High and Low at the Cafe Demel

Just days ahead of passover, my mind returns to pastry-filled Vienna, where I sampled the famous sachertorte at the Demel pastry shop. Read about the history of the dessert and its name in this turgid wikipedia entry.

The Demel, on a busy slightly touristy shopping street near the Stephansdom cathedral, is a crowded, gilded coffee and cake shoppe, with a glass walled kitchen. While I ate the Demels Sachertorte, I watched a young apprentice repeatedly apply frosting florets to a wooden practice cake, check her work, and wipe them off to start again.
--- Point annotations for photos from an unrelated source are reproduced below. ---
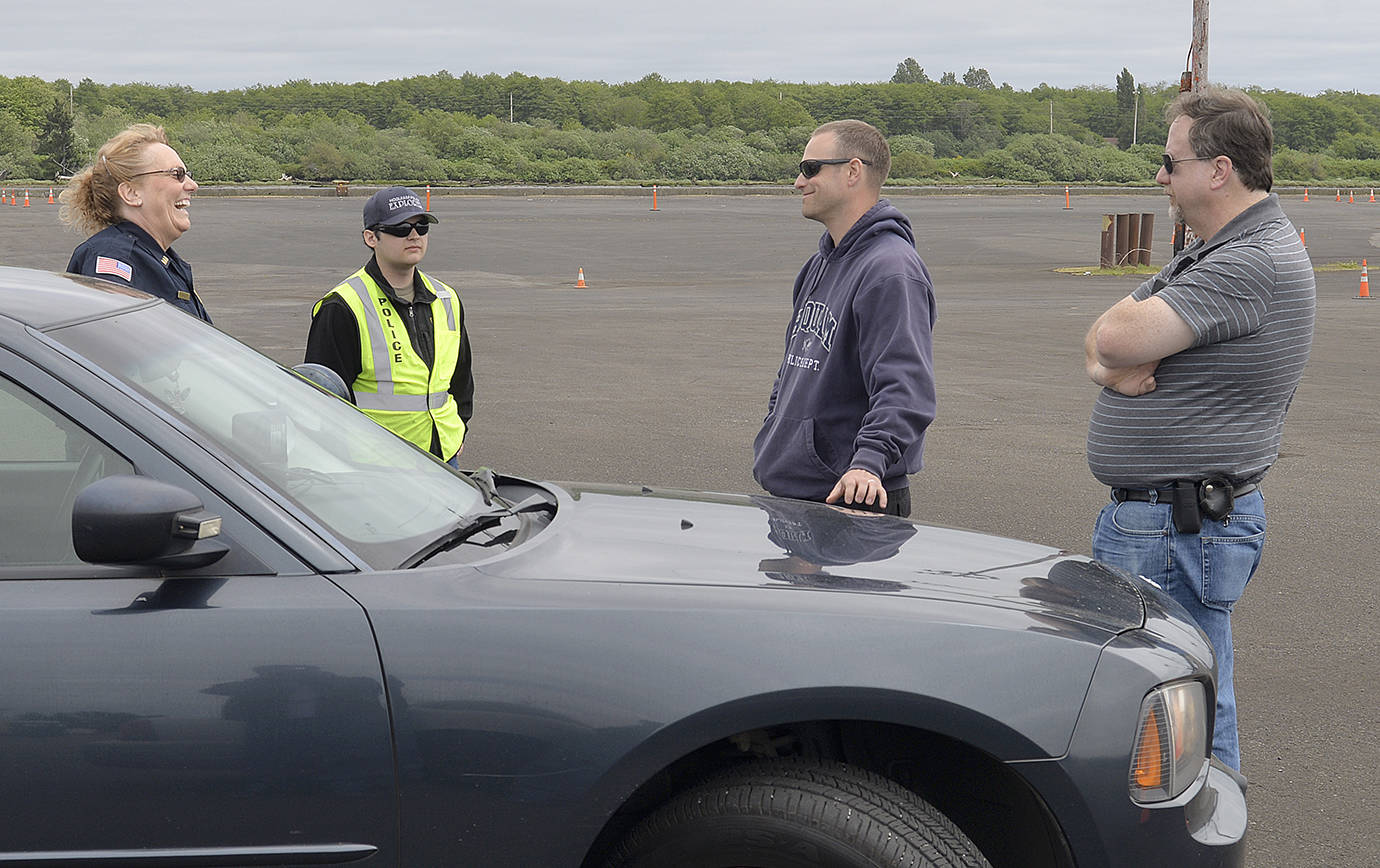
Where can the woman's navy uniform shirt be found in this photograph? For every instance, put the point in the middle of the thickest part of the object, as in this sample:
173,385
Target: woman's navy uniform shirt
129,255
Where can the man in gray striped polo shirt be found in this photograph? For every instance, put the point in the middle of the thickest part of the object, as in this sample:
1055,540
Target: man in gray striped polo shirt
1198,367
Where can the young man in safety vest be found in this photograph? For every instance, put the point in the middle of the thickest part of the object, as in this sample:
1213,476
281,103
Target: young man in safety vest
396,336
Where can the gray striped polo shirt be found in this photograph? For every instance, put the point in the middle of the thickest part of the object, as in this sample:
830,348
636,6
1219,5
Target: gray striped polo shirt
1217,407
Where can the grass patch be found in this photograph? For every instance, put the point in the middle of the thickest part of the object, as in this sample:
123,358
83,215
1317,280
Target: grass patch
1108,272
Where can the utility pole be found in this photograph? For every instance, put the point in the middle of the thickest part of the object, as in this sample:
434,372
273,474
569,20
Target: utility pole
1199,48
1135,117
1195,79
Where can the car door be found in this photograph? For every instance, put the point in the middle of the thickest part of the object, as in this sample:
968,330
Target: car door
225,715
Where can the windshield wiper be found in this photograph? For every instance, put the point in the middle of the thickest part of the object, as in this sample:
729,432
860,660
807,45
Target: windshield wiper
475,523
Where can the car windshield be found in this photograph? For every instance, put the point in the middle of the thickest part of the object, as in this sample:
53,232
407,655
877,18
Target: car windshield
373,490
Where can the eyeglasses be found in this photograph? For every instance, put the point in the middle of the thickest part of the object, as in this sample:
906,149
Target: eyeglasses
402,231
1169,162
812,167
178,174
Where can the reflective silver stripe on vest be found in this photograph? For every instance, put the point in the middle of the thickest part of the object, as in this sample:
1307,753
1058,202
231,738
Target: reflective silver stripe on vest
377,347
443,294
400,403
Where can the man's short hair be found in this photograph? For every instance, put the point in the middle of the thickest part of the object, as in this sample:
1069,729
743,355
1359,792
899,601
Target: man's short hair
1234,124
861,140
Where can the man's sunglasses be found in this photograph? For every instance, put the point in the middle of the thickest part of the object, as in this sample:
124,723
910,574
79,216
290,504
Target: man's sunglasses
178,174
812,167
1169,162
402,231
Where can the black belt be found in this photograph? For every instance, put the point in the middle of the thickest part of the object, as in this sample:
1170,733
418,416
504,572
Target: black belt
1168,494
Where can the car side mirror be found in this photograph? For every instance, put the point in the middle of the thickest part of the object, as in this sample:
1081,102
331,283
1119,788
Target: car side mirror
135,519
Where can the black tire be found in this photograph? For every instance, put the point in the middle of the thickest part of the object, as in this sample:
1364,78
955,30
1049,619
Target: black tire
796,814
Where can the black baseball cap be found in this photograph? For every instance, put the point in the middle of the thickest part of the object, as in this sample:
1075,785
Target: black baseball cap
392,206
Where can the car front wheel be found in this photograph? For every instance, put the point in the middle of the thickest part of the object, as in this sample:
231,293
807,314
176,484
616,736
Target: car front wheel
796,814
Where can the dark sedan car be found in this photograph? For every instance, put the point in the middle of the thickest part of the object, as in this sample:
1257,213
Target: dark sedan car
243,625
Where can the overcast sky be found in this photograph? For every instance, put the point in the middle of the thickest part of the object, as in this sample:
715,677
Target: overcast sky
1285,44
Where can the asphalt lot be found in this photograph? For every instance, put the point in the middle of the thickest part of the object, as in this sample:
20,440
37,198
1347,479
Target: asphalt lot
658,370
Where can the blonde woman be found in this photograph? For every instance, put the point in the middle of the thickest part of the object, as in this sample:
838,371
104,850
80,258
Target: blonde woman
134,198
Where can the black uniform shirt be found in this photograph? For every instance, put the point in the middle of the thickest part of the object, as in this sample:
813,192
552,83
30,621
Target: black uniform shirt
129,255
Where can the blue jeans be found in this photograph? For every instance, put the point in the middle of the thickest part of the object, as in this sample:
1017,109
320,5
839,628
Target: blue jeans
1205,571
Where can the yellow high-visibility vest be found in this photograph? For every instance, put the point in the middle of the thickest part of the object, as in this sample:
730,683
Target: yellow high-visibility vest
395,388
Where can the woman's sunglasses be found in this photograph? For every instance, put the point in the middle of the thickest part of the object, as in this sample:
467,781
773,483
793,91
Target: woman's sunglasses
178,174
402,231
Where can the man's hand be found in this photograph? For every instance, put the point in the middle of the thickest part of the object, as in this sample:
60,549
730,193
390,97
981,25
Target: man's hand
859,486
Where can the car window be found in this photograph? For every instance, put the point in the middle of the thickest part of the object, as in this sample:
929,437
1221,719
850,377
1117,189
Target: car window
46,460
376,491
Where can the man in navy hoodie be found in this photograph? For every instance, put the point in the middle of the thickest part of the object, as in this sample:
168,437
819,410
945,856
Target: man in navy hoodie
856,391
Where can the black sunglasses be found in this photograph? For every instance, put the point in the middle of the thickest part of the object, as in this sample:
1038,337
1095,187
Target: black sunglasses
812,167
178,174
1169,162
402,231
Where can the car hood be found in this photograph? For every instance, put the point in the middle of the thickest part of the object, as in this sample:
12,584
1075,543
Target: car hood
643,536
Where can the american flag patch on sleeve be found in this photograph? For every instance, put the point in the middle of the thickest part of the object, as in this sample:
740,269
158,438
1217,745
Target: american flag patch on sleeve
106,265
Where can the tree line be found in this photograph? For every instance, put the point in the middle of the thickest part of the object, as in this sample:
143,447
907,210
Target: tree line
516,129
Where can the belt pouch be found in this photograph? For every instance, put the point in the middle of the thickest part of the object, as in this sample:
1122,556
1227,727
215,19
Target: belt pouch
1187,519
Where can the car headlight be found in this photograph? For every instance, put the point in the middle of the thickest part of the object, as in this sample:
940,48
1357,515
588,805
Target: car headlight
1170,741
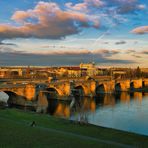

This photo doesn't do much justice to the cake, as my cameraphone lacks the "food porn closeup" setting I've been seeking in a full-size digital camera. Personally, I could have dispensed with the layer of apricot jam entirely, but it was hardly noticable under the ganache-like icing. The cake was a bit dry - that's why the Viennese pile on the cream - but satisfyingly chocolately. The espresso, as with most of the coffee I had in Vienna, was perfectly composed.

Back to the glass-walled kitchen for a moment. See that, in the center towards the bottom of the photo? Near the seam in the glass? Yes, that. Yes, it's a bust of Bill Clinton. Executed in some sort of candy. I think he's saying that he feels my marzipain. And who's that other candy bust? Kofi Annan? Thabo Mbeki?

At any rate, I bought a small Demel Sachertorte in a wooden box and brought it back. I served it at book club. Slightly dry for the travelling, it was a nice finish to the meal. And the box was the perfect size for sending the leftover Wensleydale cheese back with one of my guests.

So for those about to start a week of potato starch, nut flower and [most dreaded of all] cocoanut-based desserts, get your fluffy leavened goodies whilst you can and hope that nobody's sculpting your likeness in almond paste to sit unnervingly next to the macaroons.